Lesson 2: There is no secret to life.

To quote Jordan Peterson, "Life is Suffering". Of course, it's also wonderful, exhilarating, and super beautiful. But the point is that there will always be struggles. There is no easy fix. Not traveling, finishing school, or moving to a city. These things can help, but humans will always be imperfect creatures. Trying to improve yourself every day is admirable, but don't forget to love yourself, flaws and all in the process.

Lesson 3: I won the lottery.

Being born in America: this one is a cliche - but one that I so often forget. Traveling in other countries where the average wage is $340 per month (source) makes it abundantly clear that the driving reason that I am there traveling for 2 months, having the time of my life rather than working is because of the geography I lucked into. That doesn't mean that I should feel guilty - but I do think I have a responsibility to take advantage, live life to the fullest, and do what I can to make things better.

Being born during this amazing time: The one thing I will never fully understand about many of the fellow travelers I talked to, is the amount of technology pessimism. Despite the picture that the media tends to paint, things are better today than they ever have been.


Poverty over the last 200 years.

Yes - technology has, and will probably always lead to increased inequality, but it also makes things better for everyone. Go and ask someone in Cambodia of Myanmar - they'll tell you how much better life is today than it was 10 or 20 years ago. I met numerous locals that achieved a reasonable level of fluency in English purely from Youtube.

I met an 18-year-old kid in Myanmar who grew up with next to nothing. Using the internet he was able to learn English, save money, and eventually travel throughout Europe. Humans are hard-wired to always see the negatives.

The problems with social media, the dangers of artificial intelligence, the growing power of tech billionaires. These are real problems. But technologies dating back far before the age of computers has always had a downside. I believe we adopt new "technologies" because the good outweighs the bad.

Try to remember that the world is better than it ever has been. We live in an amazing time.

What's Next

22 was an interesting year. Senior year of college - often referred to as "The best years of our lives" was a fun one, but not without its lows. So here's to making every consecutive year the best year of our lives.


Many more curries to come in year 23

Here's a list of a few things I want to do in year 23. It's definitely way too many things so if I manage to stick to 1 or 2 I'll be ecstatic. Remember, don't be a donkey.

  1. Learn to surf. There's something about surfing that has always appealed to me from a young age. I dabbled when I was younger but was never consistent enough to get good. For the first time in a while, I live close to an ocean. If not now, then when?

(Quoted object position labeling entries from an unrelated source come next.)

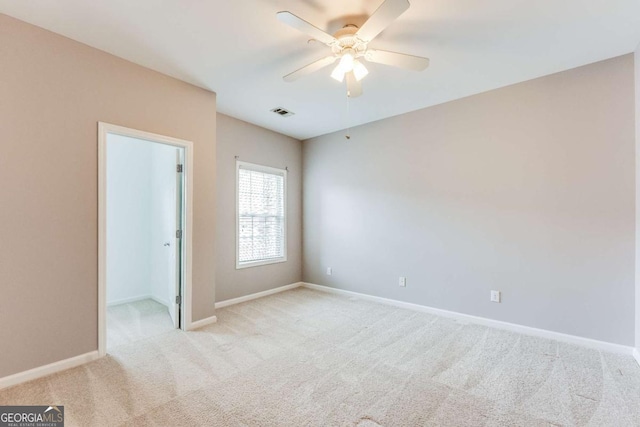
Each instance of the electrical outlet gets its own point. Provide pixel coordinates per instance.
(495, 296)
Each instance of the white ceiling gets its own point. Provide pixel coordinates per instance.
(238, 49)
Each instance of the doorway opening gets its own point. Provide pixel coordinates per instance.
(144, 235)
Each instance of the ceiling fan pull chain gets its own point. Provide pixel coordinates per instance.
(348, 135)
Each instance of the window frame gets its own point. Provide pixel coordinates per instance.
(265, 169)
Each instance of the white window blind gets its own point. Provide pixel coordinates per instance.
(261, 222)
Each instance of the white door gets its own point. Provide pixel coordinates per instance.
(178, 199)
(168, 272)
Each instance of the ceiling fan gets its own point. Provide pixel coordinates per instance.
(350, 44)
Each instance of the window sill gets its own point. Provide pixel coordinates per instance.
(259, 263)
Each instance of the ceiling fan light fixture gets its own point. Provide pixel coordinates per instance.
(338, 74)
(347, 60)
(359, 70)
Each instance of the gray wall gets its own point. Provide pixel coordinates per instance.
(256, 145)
(53, 93)
(529, 189)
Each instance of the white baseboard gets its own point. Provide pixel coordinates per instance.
(201, 323)
(43, 371)
(257, 295)
(159, 300)
(128, 300)
(526, 330)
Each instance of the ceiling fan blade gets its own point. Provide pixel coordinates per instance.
(409, 62)
(301, 25)
(386, 13)
(354, 88)
(308, 69)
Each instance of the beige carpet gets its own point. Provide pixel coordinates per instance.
(309, 358)
(135, 321)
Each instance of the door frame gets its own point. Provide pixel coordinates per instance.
(185, 312)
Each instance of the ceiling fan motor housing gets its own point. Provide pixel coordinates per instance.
(347, 40)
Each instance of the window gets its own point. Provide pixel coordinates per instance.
(261, 220)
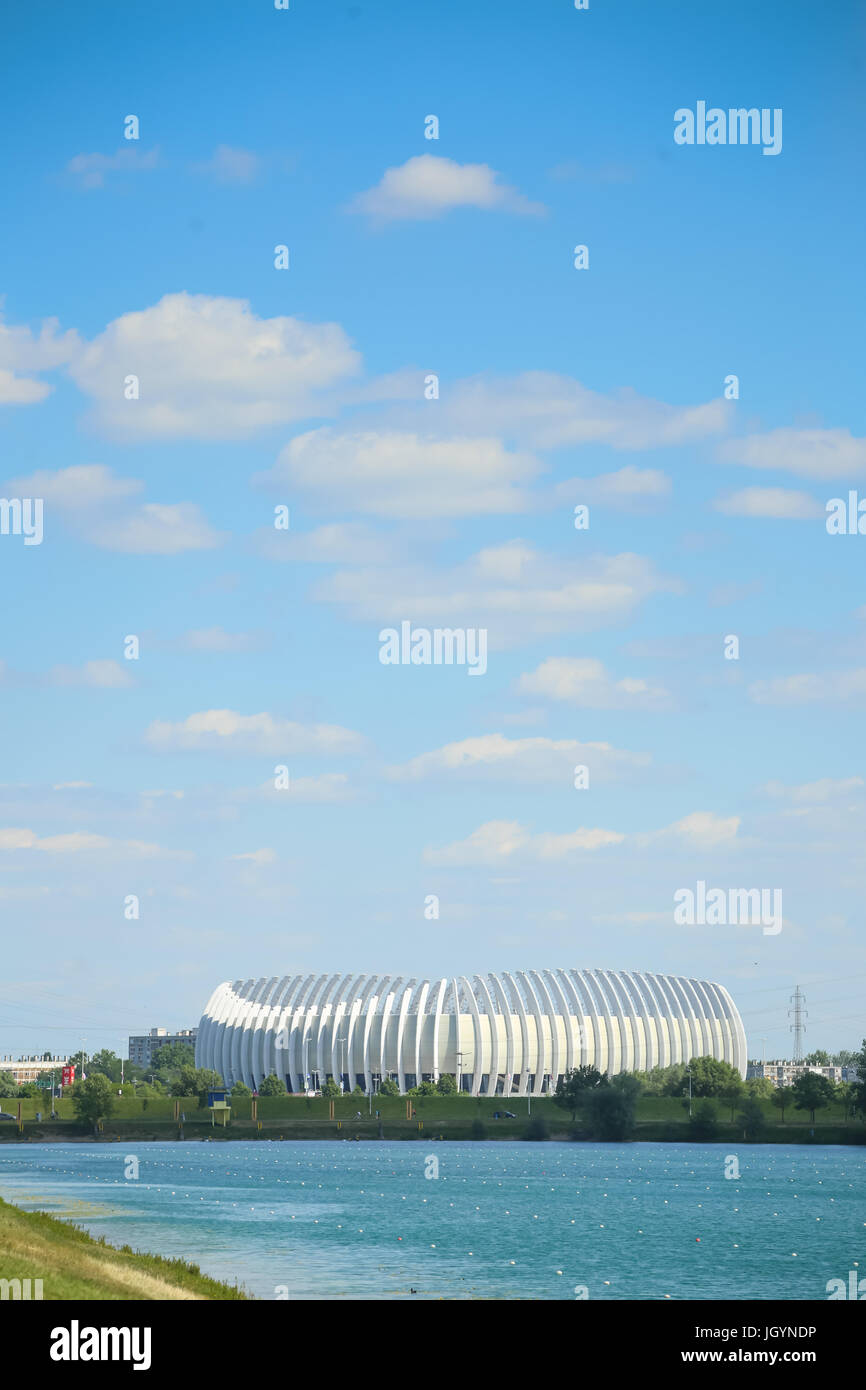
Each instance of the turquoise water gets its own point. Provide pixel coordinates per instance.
(501, 1221)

  2. Get back to playing the piano daily. Having a keyboard in our apartment last semester (Thanks Lindsey! when it wasn't stolen @Mukta) made me appreciate how much I had missed playing. I consistently found myself calmer and overall happier after practicing despite probably creating the opposite effect for my roommates by practicing the same two songs constantly 🤷‍♂️‍.

  3. Start a profitable side business. I got a little closer to this one this year and learned a lot with my launch of (currently discontinued). I'm still not sure exactly what's next, but I get a lot of joy out of working on side projects so this will probably be on my list every year until something clicks.

Of course, there is so so much more that I want to do this year. I'm moving to San Francisco in 10 days and that alone will be a huge undertaking. If you're in the area, please hit me up ( - I need new friends :).

Thanks for reading, and for all of the birthday wishes!